Black Zetsu menatap Naruto dan tertawa:
"Naruto Uzumaki, bukankah kau bilang bahwa selama semua orang saling percaya, akan ada perdamaian? Nah, buktikan padaku."
Kau hanya menghadapi dua Otsutsuki sekarang—tetapi ada lebih banyak lagi di alam semesta. Kalahkan dua, dan lebih banyak lagi akan datang. Berapa banyak yang bisa kau kalahkan? Dan semua bencana ini terjadi karena kau! Kau membuat Ibu menyerah pada dunia ini!"
Tawa kemenangan Black Zetsu menggema. Kebohongan itu sangat sesuai dengan fakta.
Lagipula, selama Kaguya masih ada, dunia belum menghadapi invasi Otsutsuki. Ketika dia menghilang, mereka datang. Itu adalah lingkaran sempurna.
Putri Otsutsuki, yang kehilangan harapan, meninggalkan dunia. Tanpa perlindungannya, dunia menjadi mangsa.
"Mustahil! Siapa yang bisa membuktikan ceritamu? Jangan percaya padanya!"
Kurotsuchi berteriak marah. Black Zetsu hanya tertawa:
"Apakah kau perlu mempercayainya? Aku hanya ingin kau merasakan penyesalan yang tak berujung. Saat kau menyadari bahwa mengalahkan satu Otsutsuki hanya akan mendatangkan lebih banyak lagi, kau akan hidup dalam penyesalan atas semua yang telah kau lakukan. Aku akan mengawasi..."
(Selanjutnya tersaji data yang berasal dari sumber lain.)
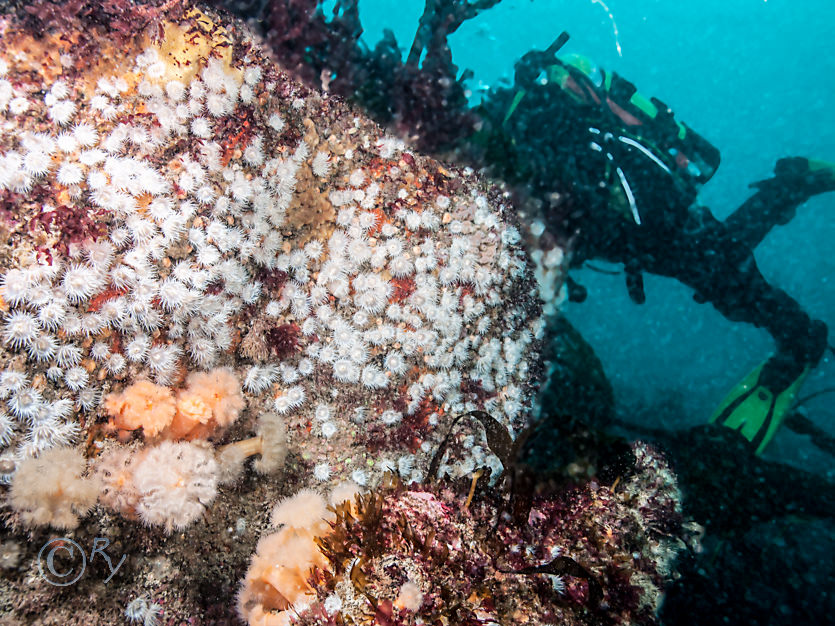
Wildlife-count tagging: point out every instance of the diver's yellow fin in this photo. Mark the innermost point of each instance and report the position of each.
(754, 410)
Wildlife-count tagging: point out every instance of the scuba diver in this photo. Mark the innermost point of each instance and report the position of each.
(625, 190)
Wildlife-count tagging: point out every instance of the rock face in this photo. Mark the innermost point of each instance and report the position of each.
(196, 248)
(173, 202)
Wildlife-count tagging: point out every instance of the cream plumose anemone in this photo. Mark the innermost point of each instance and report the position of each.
(175, 483)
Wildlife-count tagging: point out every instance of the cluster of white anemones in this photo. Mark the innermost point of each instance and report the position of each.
(186, 238)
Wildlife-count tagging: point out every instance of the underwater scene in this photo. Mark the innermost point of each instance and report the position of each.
(416, 312)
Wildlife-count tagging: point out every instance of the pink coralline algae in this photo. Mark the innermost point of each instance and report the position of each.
(418, 554)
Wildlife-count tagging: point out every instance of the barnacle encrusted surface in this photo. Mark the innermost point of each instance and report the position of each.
(177, 203)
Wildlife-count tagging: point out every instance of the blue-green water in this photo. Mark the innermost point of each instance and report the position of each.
(756, 79)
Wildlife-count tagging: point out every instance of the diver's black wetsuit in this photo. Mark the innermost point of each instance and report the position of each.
(546, 145)
(716, 259)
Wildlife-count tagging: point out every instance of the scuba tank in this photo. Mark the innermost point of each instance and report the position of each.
(618, 118)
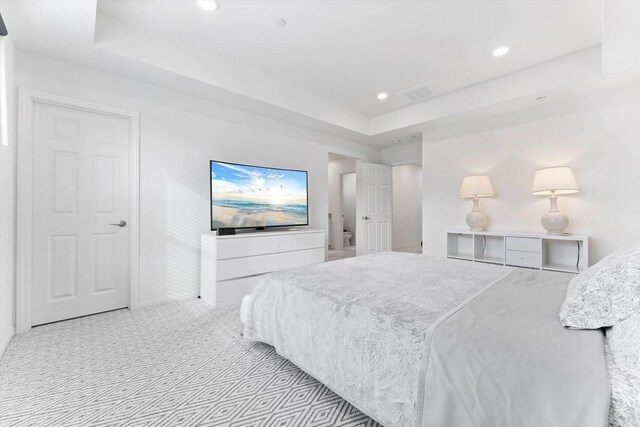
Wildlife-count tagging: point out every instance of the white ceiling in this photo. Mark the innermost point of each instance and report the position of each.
(344, 52)
(324, 68)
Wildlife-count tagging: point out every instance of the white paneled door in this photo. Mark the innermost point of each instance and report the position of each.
(373, 208)
(80, 255)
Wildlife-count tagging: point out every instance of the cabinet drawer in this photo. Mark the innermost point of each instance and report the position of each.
(246, 246)
(526, 244)
(249, 266)
(302, 241)
(523, 259)
(301, 258)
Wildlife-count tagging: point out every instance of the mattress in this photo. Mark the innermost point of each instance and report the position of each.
(414, 340)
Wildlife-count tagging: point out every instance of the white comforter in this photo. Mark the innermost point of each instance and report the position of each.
(360, 325)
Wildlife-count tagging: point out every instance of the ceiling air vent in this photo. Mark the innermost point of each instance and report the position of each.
(418, 93)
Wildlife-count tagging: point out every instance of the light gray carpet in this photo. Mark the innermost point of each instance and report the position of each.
(176, 364)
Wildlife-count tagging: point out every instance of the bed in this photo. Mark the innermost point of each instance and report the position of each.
(412, 340)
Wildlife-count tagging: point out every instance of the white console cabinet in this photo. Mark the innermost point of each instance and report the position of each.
(566, 253)
(230, 266)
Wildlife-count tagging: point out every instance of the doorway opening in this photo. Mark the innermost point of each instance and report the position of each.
(342, 207)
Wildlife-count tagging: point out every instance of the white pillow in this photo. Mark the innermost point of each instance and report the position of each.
(623, 362)
(604, 294)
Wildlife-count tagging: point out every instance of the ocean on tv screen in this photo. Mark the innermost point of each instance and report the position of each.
(251, 196)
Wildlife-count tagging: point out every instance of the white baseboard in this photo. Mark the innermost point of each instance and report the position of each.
(5, 338)
(155, 302)
(413, 248)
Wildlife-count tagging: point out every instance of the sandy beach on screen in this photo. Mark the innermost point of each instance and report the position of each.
(227, 217)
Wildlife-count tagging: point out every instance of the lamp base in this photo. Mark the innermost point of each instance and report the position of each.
(554, 221)
(477, 220)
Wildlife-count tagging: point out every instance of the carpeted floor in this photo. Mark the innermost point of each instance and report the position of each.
(176, 364)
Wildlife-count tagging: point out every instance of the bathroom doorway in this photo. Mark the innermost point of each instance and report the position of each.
(342, 207)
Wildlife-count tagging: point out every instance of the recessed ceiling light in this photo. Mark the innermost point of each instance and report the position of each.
(209, 5)
(501, 51)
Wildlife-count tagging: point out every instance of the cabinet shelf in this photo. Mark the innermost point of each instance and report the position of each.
(566, 253)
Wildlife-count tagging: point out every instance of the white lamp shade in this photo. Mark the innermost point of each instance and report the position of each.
(476, 186)
(556, 180)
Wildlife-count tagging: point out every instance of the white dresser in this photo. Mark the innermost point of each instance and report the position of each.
(566, 253)
(230, 266)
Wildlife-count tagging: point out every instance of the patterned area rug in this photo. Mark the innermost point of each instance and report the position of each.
(176, 364)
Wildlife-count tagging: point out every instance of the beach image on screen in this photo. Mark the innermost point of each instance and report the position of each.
(249, 196)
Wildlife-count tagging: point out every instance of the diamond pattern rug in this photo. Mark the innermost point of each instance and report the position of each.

Wajah Sang Bijak menjadi gelap saat dia menatap tajam Black Zetsu, mencoba menemukan tipuannya. Namun pikirannya berdengung.
Mungkinkah semua ini benar? Invasi Otsutsuki, bencana yang tak berkesudahan!
Sang Bijak gemetar. Apakah semua yang telah dilakukannya selama seribu tahun hanyalah lelucon?
"Naruto! Jangan percaya padanya."
Sang Bijak akhirnya berbicara dengan tenang, seolah ingin meyakinkan semua orang bahwa dia telah mengetahui rencana jahat tersebut.
Naruto juga berteriak dengan marah:
"Tuan Tua Bijak, jangan khawatir. Aku tidak mungkin mempercayai Black Zetsu. Aku tahu kita bisa mengalahkan musuh kita!"
"Haha, aku akan menantikannya."
Black Zetsu tertawa dingin.
"Hanya dengan mengalahkan musuh-musuh saat ini kau akan melihat lebih banyak Otsutsuki datang. Kemudian kau akan tahu bencana apa yang telah kau bawa ke dunia, hahaha…!"
Saat dia tertawa, tubuh Edo Tensei Nagato roboh, hanya menyisakan senyum penuh arti dari Black Zetsu.